Agile That Works

How Agile Can Work For Your Team

Agile QA and the Definition of Done

definition of done image Have you ever gotten to the end of a sprint only to watch your poor frustrated QA engineers struggle to make tests pass in time for a demo? Meanwhile, have your team’s developers moved on to the next story, without knowing whether the last story had passed its inspection?

Is it possible to keep your developers productive once they’re finished with the development work for a story, and avoid stressing out your QA engineers at the same time?

Done Means Tested

The definition of done must include testing if your company is at all concerned about quality, so the story produces a slice of complete functionality for the product at the end of the sprint. And the team must committed to delivering what they agreed to deliver, even if it means working outside of their discipline.
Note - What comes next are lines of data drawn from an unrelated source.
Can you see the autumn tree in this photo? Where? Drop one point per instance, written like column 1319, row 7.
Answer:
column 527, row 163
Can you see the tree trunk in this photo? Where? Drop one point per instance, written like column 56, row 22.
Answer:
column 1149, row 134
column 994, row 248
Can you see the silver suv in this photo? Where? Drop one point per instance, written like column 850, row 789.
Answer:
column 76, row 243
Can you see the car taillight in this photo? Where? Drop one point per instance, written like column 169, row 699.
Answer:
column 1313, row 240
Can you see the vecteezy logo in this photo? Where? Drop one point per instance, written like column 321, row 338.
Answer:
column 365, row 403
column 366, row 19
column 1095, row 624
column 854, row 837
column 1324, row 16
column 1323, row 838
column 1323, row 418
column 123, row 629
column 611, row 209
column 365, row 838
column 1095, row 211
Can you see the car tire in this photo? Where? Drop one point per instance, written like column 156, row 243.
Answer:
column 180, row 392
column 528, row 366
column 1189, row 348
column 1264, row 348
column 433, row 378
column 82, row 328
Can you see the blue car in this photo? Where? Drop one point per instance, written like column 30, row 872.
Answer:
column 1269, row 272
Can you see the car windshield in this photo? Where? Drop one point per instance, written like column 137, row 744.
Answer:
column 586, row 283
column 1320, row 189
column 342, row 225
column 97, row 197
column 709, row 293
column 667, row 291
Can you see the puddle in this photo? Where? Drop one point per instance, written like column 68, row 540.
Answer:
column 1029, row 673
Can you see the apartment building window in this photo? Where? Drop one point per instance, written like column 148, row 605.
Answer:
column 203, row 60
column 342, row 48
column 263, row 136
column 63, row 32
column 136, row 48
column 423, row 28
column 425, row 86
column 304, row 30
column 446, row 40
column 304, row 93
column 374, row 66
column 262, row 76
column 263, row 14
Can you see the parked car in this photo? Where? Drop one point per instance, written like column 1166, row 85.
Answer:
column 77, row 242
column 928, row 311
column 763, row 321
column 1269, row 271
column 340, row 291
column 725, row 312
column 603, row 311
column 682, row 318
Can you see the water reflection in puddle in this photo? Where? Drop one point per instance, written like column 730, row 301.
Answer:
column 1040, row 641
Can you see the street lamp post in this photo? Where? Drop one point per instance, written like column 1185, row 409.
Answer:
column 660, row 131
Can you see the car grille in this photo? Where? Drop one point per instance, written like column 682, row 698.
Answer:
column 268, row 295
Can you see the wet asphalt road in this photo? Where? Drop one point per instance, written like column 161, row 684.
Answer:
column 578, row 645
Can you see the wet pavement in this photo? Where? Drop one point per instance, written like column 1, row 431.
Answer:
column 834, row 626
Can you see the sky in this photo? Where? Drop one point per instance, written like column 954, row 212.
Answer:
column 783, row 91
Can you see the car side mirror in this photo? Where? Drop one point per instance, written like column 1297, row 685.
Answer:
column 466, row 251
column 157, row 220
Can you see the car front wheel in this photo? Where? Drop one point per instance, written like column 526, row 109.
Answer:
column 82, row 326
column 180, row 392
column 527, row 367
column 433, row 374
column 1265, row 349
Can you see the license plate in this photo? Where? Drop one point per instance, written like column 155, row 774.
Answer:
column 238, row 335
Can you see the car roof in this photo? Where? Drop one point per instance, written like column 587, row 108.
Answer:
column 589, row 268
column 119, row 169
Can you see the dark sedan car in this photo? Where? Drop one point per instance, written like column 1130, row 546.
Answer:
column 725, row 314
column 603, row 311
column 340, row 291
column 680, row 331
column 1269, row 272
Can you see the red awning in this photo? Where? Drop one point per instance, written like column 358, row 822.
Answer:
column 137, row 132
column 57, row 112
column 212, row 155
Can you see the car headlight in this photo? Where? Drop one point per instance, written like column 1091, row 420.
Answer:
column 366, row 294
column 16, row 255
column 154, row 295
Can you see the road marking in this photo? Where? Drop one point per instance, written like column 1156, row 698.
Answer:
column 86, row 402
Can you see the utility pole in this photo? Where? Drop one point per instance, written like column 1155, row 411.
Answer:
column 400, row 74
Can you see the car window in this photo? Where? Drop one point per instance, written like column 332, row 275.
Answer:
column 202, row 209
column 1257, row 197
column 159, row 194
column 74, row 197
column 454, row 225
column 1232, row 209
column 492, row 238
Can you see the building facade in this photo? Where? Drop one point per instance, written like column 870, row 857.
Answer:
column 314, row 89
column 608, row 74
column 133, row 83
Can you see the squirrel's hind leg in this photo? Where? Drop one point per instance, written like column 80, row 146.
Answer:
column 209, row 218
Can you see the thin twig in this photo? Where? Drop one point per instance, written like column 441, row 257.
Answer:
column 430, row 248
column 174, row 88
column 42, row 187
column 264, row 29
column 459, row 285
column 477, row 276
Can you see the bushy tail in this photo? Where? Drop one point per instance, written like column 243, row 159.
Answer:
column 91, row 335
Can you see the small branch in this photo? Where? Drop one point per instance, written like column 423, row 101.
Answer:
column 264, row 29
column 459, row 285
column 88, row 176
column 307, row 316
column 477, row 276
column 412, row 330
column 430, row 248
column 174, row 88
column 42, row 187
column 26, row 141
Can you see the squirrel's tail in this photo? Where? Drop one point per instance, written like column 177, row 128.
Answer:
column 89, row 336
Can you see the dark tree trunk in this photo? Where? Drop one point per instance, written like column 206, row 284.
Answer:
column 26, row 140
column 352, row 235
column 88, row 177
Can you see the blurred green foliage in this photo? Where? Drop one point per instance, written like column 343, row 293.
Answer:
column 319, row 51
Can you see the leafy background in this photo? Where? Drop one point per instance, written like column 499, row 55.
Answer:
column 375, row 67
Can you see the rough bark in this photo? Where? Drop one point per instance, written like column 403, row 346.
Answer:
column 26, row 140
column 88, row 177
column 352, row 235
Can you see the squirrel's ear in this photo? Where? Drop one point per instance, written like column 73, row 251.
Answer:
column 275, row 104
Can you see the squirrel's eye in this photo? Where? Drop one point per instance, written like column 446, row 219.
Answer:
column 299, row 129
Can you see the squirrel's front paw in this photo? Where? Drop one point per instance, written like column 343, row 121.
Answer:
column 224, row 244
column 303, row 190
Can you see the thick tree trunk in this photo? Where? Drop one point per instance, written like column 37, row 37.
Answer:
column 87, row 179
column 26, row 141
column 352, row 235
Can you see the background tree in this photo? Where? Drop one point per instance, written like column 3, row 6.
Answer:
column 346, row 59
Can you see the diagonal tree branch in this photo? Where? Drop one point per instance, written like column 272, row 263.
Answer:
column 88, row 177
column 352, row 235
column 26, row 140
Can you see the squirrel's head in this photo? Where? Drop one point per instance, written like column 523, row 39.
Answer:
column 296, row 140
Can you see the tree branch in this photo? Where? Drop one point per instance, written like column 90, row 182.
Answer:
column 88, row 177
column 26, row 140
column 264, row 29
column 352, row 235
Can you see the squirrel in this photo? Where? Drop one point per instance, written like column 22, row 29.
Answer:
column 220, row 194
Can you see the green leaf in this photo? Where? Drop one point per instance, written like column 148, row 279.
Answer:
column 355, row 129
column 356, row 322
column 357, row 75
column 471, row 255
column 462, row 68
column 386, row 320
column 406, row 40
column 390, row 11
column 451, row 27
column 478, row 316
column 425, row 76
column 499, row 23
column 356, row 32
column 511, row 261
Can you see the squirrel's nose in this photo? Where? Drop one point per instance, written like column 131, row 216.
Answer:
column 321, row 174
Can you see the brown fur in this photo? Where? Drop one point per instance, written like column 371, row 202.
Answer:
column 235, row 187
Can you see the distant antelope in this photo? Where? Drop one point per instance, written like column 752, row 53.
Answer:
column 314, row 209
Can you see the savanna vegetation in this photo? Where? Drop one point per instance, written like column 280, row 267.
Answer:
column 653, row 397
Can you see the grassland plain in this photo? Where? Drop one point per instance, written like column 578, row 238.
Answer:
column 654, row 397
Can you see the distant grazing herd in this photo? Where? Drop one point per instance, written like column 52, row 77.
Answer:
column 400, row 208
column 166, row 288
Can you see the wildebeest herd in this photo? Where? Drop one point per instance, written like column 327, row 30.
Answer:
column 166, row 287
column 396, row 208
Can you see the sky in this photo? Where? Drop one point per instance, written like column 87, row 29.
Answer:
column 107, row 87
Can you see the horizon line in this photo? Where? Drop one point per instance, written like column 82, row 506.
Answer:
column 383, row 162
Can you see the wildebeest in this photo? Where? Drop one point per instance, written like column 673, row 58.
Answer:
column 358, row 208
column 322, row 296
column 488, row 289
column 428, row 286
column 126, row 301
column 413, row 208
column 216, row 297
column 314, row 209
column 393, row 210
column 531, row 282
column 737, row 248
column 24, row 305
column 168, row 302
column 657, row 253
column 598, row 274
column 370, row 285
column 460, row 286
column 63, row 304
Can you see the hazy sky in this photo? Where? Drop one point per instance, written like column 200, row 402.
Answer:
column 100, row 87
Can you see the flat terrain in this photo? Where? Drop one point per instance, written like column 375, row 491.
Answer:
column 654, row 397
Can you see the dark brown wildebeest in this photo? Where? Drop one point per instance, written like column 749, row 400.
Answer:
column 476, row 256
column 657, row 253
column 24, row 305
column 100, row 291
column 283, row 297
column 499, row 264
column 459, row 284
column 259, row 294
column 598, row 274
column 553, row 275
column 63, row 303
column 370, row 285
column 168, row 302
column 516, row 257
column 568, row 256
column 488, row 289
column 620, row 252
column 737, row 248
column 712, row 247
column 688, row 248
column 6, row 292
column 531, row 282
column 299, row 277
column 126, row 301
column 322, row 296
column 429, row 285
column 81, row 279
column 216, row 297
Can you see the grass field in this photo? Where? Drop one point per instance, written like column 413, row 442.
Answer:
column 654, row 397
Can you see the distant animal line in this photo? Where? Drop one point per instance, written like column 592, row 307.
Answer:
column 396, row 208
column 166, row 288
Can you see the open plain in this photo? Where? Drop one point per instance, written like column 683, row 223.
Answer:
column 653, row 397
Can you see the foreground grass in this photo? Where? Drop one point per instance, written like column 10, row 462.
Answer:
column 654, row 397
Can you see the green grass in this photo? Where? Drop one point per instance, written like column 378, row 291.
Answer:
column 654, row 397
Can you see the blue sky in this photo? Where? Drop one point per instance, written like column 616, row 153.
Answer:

Ideally, a team won’t be limited by job titles and roles, and will be willing to work together on both development and testing to complete stories. If the developers are getting so far ahead of QA that they are working on the next story before the current story is done, then they are missing the point of working together as part of a scrum team.

Isolation is a Luxury

Keeping QA isolated comes at too high a cost. The fact that all members of a team may not be coloated shouldn’t prevent the team from working together as a unit. There are so many excellent remote collaboration tools such as Screenhero or Google Hangouts, or even BitBucket and Github for asynchronous coordination. that there’s no excuse anymore to let geography prevent teams from working together across disciplines.

It is to the benefit of the developers to work closely with QA to establish the standards by which the development work will be evaluated. And it is a growth opportunity for QA to work closely with the developers, both to learn the skills of development, and to make sure the requirements QA will be testing for are considered.

Done is Everyone’s Responsibility

A team that does speculative development on new stories before previous stories are tested is not getting more done; they are just building up a backlog of untested code that cannot be shipped. It is not to anyone’s advantage to work on a new story until the previous story is actually finished.

Do not allow the developers to get ahead of QA with untested code. A story isn’t done until it is done. It is everyone’s responsibility to make sure every story meets the definition of done before moving forward.